E-MAIL THIS LINK
To: 

Muslim women in NC head to secluded pool
Salman Sheikh was organizing a swim class for his two sons last summer when fellow Muslim parents approached him about starting a class for girls. Sheikh told them he would ask the Curran Aquatic Center in Cary, N.C., whether it could accommodate a group of Muslims who preferred a women-only pool.

Yes, of course, the leaders of the aquatic center said, and showed him a 15-yard pool that could be rented for $170 an hour. Problem was, the small pool overlooked a larger, Olympic-size pool, and Sheikh wondered whether the center could provide blinds to cover the windows and shield the women from onlookers. Sure, the center’s leaders said, but it would cost $3,000 for custom-made blinds. Sheikh was ready to drop the idea. But the Muslim community in Raleigh, N.C., and Cary wouldn’t let him.

Within a month, Sheikh, a native of Pakistan who works as a project manager for the North Carolina Department of Health and Human Services, raised the money and signed up 35 women for the first class. Last month, a group of women of all ages dipped their toes into the water for the first time.

This type of accommodation to the religious requirements of their faith is something Muslims are seeing more.
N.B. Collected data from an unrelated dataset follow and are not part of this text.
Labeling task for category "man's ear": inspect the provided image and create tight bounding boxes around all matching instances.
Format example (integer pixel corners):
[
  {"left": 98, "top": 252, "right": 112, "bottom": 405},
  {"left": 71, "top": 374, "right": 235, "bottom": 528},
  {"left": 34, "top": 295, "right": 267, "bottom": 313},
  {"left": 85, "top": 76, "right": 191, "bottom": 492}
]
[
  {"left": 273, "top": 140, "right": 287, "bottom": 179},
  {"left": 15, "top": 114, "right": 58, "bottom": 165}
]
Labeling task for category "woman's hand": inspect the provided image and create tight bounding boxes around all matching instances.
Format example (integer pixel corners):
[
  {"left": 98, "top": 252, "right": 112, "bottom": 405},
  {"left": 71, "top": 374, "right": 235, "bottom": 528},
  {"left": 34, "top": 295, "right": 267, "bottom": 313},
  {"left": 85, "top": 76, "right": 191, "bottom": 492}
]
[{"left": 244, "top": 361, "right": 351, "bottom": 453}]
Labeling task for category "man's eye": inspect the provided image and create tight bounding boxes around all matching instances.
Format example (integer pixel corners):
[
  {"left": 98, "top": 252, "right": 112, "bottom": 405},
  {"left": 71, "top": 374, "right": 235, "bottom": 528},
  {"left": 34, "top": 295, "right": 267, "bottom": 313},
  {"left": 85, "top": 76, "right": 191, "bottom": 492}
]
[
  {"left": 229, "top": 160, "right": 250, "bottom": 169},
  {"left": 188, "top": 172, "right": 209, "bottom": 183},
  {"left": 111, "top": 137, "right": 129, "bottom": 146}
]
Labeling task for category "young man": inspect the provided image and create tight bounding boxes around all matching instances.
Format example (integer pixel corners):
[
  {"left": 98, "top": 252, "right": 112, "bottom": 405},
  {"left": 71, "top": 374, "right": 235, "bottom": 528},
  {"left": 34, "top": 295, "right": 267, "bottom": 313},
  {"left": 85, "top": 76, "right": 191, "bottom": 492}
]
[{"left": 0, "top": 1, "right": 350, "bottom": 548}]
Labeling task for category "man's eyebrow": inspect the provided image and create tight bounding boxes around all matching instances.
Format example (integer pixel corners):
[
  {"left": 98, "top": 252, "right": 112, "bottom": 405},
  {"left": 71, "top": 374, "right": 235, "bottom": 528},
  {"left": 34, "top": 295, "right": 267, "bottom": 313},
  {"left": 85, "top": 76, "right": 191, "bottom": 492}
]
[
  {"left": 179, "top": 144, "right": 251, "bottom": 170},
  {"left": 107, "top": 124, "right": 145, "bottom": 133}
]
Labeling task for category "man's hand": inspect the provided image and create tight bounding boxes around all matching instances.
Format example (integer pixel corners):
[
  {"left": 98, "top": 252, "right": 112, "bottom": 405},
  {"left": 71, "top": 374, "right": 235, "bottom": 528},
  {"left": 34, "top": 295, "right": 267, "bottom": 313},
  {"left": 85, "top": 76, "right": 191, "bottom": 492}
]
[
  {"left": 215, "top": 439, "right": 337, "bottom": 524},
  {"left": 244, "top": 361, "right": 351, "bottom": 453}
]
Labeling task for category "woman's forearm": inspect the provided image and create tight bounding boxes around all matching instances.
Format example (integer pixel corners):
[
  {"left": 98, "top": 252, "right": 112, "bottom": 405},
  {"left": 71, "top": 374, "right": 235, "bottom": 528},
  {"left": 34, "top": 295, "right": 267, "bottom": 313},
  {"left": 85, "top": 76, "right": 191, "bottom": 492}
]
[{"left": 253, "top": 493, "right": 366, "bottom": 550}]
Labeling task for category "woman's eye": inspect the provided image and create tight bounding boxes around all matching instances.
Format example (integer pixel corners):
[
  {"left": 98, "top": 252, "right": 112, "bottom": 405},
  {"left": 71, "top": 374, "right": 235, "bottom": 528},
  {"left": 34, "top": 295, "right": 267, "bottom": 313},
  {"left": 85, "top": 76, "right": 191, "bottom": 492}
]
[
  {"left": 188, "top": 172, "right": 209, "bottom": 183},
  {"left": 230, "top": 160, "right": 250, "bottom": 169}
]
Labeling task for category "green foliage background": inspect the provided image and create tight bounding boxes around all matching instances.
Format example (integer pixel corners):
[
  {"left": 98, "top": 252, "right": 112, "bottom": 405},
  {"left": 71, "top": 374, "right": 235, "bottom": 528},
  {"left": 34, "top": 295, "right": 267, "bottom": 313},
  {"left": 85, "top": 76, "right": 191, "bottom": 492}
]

All-Muslim Boy Scout and Girl Scout troops have cropped up across the country. Muslims are entering politics, studying Islam at major American universities, even finding halal, or ritually slaughtered foods, at local stores. “I see this as a sign of Muslims learning to operate within American civic institutions,” said Omid Safi, a professor of Islamic studies at UNC-Chapel Hill.

Many devout Muslim women adhere to their faith’s requirements to guard their modesty, which for them means covering their hair and bodies in the presence of men who aren’t their relatives. By doing so, they believe they are deflecting the desires and gazes of the opposite sex and living the kind of life the Prophet Muhammad might have approved. In mostly Muslim countries, it is common to have separate pools for men and women. But in the United States that’s virtually unheard of, and as a result many Muslim women grow up not knowing how to swim.

Saleha Bhatti of Raleigh, who accompanied her 16-year-old daughter, Sanaa, to the swim class, said that was the case in her family. Had she stayed in Pakistan, she might have taken lessons at a women’s pool, but in the United States, it wasn’t an option. “We never had the chance to learn,” Bhatti said.

Jenny Jaber, a convert to Islam who lives in Raleigh, said learning to swim should not be a luxury. Indeed, she said, learning to swim is encouraged in the oral sayings of the Prophet Muhammad, known as the hadith. “I’ve wanted to waterproof this community for a long time,” said Jaber, who worked as a water safety instructor until she converted. “We’re around water all the time, and it unnerves me to see these women standing on piers.”

Many of the women came dressed in full-length Burkinis, swimming costumes that looks much like a scuba-diving suit but are made of water-protected polyester rather than rubber.